Through these initiatives and others, the IRA is expected to represent “the single largest investment in climate and energy in American history.”

U.S., G7 Plan to ‘Cap’ Russian Oil Revenue Hits Delays

By Lev Breydo

In response to Russia’s “unprovoked and unjustified” war against Ukraine, the U.S. has led a plurality of advanced economies in unleashing an “unprecedented” sanctions regime upon the aggressor. Yet Russia has nonetheless fueled its war machine through hydrocarbons—with revenues buttressed by “record” prices driven by the conflict, estimated to total as much as $1 billion per day.

This state of affairs has created a policy quandary. On the one hand, senior U.S. and European officials have recognized the importance of limiting Russia’s financial wherewithal to wage war. Yet, the most obvious solution—an embargo on Russian oil, as originally proposed by the EU—risks “significantly rais[ing] oil prices globally.”

The Group of 7 advanced economies adopted a novel solution to square this critical circle: a so-called “price cap” on Russian oil. In essence, the cap would set a maximum price—below then-prevailing market rates, but slightly above production cost—at which Russian oil could change hands. The mechanism would operate by prohibiting “shipping, financing and insuring” Russian oil not sold below the specified level in compliance with the cap.
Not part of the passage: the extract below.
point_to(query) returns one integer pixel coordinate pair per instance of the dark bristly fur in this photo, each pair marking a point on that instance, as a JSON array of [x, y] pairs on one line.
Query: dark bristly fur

Though initially scheduled to go into effect December 5, the cap timeline may be delayed due to complex implementation questions, as well as domestic and global politics, including the upcoming U.S. midterm elections. The World Bank has also stressed that the “untested” price cap mechanism needed the participation of large emerging markets to be effective.

Setting the specific price level has also proved challenging, though U.S. Treasury Secretary Janet Yellen indicated that “the $60-a-barrel range would likely be sufficient to reduce Moscow’s energy revenues while allowing profitable production.”